Ms Sholzberg-Gray: I will make one point about the basket of services to look at in terms of core services. I made the point in my earlier remarks that one might actually have to add to the basket as we subtract other things, because we now have a lot of things that are not in that basket, such as long-term care, certain kinds of community care, and home care. So we might have to increase the universally accessible system on one side and decrease it on the other, but it's for Canadians together to decide what should be universally accessible.
Mr. Discepola: Very true.
[Translation]
Mr. Laurin (Joliette): Mr. Chairman, I'm not quite sure to whom I should direct my question. Since I missed the presentations of several witnesses at the start of the meeting, I will put my question in a general way.
The Chair: Mr. Laurin, you can either direct your question to the physicians or to the non-physicians.
Mr. Laurin: I will put it to all of the witnesses. Those who wish to do so may respond.
Mr. Chairman, when we talk about a health care system such as the one we have in Canada, we're clearly talking about a matter of choice. What level of health care do we wish to provide? I listened to a doctor speaking at a conference recently. He pointed out that in Quebec, health care costs were higher during the final six months of a person's life than at any other time.
Clearly, as a society, we have some choices to make. Other choices will also need to be made in such areas as basic health care, as mentioned earlier. When the times comes to make choices, it seems to me that the infrastructure and Canadian standards in place are not sufficiently flexible to meet individual needs and that a great deal of inefficiency results from administrative charges to two structures, one provincial and the other federal.
For example, one province may invest more than another in research. In my view, research is a fundamental component of health care.
Other provinces could follow the lead of the large insurance companies which offer a variety of plans and options. People select the type of coverage they want based on the quality of life they seek and the price that they are willing to pay. In our Canadian system, this is impossible because all provinces are required to meet national standards.
Wouldn't you say that this structure is too rigid to allow for increased efficiency while operating with the same budgets? Wouldn't it be preferable for the federal government to assist those provinces that may not be able to afford basic health care for a few years, rather than impose strict, inflexible standards on everyone?
I'm not asking you to voice a political opinion. I'm asking you if the current system is perhaps responsible in some way for making health care less flexible or for making fewer options available to the public.
Mr. Ritchie: The simple answer, which is neither partisan nor provocative, is no.
The current system is not rigid because it is based on five fundamental principles. What is very clear from coast to coast is that Canadians, whether they hail from Alberta, Quebec or Prince Edward Island, share the fundamental values associated with these principles.
What is equally clear is that in Canada, under the current health care system, only provincial governments have the power to administer health care. With the exception of members of the Armed Forces, certain native groups and several services, the federal government is not involved in the administration of health care.
Therefore, the basic question that springs to mind is this: Do Quebeckers, Albertans and Ontarians share the same values insofar as health care is concerned and do they support the principles involved?
Poll after poll, election after election, people have demonstrated that regardless of the region of the country they come from, they share these principles and these values.
Mr. Laurin: As a human being, I cannot conceive of an Albertan, for example, being less sensitive than I, as a Quebecker, am to the health of people, no more than a Quebecker could be any more sensitive than a resident of Saskatchewan or British Columbia. As civilized human beings who have adopted a Charter of Rights and Freedoms, we all seem to agree that the welfare of people must be safeguarded.

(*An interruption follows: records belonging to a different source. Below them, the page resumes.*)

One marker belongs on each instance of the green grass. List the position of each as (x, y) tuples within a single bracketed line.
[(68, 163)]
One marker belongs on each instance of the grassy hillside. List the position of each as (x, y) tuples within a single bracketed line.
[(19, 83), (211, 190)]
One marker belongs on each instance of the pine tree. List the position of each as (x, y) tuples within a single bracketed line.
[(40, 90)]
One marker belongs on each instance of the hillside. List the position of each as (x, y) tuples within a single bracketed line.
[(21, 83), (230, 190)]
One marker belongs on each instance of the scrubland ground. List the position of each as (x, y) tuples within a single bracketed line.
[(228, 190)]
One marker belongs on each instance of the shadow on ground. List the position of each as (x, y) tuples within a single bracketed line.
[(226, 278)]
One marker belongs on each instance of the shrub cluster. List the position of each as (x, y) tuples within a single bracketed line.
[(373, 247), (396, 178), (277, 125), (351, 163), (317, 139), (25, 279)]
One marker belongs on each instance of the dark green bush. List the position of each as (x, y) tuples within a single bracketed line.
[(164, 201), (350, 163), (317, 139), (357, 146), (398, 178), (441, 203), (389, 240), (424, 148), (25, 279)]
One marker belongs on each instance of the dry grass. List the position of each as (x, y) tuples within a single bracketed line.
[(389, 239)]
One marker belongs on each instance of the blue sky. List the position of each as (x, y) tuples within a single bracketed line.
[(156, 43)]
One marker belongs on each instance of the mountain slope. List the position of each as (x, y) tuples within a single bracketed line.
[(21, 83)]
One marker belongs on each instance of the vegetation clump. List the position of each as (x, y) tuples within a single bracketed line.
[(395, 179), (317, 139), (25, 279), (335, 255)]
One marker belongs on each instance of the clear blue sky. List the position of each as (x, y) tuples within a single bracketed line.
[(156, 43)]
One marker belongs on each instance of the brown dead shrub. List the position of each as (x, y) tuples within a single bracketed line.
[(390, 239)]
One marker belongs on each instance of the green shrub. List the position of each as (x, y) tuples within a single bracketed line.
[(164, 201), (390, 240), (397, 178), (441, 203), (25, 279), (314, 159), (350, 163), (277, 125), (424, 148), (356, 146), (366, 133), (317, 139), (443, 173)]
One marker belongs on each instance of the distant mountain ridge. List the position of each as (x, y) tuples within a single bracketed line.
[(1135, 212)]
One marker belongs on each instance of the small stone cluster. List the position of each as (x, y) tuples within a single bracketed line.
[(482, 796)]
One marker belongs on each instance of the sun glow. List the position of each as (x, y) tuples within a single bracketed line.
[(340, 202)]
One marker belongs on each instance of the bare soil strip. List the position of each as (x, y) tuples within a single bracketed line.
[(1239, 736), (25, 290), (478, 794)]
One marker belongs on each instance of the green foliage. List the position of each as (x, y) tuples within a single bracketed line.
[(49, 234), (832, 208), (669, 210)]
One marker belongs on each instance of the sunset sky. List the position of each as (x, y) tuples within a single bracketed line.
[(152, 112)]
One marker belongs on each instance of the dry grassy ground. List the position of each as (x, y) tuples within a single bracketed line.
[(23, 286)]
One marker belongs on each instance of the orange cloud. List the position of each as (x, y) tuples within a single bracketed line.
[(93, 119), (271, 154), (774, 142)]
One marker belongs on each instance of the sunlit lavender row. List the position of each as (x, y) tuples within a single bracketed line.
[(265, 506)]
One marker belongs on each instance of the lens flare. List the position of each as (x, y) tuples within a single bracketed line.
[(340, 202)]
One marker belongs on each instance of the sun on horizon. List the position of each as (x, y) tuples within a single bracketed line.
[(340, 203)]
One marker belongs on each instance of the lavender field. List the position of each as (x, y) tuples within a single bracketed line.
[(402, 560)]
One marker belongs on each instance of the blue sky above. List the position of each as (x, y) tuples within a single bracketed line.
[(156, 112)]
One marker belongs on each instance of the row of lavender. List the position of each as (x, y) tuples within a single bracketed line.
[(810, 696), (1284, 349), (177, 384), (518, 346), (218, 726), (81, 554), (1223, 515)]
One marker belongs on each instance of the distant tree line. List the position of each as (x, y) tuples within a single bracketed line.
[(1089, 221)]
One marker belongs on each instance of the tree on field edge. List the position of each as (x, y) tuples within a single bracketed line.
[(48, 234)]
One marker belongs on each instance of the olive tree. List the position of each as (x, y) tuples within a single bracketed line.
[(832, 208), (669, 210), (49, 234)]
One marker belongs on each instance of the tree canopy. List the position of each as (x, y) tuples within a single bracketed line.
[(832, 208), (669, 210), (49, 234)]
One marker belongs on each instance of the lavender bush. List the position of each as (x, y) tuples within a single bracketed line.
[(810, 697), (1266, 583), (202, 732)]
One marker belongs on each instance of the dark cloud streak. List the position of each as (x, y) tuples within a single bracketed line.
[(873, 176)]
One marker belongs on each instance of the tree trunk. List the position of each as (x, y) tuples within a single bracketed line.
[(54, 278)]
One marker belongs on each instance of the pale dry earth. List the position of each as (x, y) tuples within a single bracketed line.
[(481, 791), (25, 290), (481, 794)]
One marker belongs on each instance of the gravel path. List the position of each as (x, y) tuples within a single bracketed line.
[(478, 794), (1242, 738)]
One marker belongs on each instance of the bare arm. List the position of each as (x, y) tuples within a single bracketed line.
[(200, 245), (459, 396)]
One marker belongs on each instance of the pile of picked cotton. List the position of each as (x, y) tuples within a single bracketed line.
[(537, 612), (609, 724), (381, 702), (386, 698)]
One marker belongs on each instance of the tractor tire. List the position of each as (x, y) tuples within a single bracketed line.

As a federal member of Parliament, I'm not any more of a health care advocate than I would be if I were only a member of the Quebec National Assembly. Being a federal, rather than provincial, member of Parliament does not make me a stronger advocate of public health care.
I believe that if we trust people's intelligence, sensitivity and humanitarianism, we will come to realize that everyone wants a decent minimum level of health care to be provided to the public. Why must it be the federal government that makes the decisions and imposes standards?
If a province experiences financial problems at a particular point in time and wishes to impose user fees, why shouldn't it be allowed to do so? Current federal standards preclude user fees.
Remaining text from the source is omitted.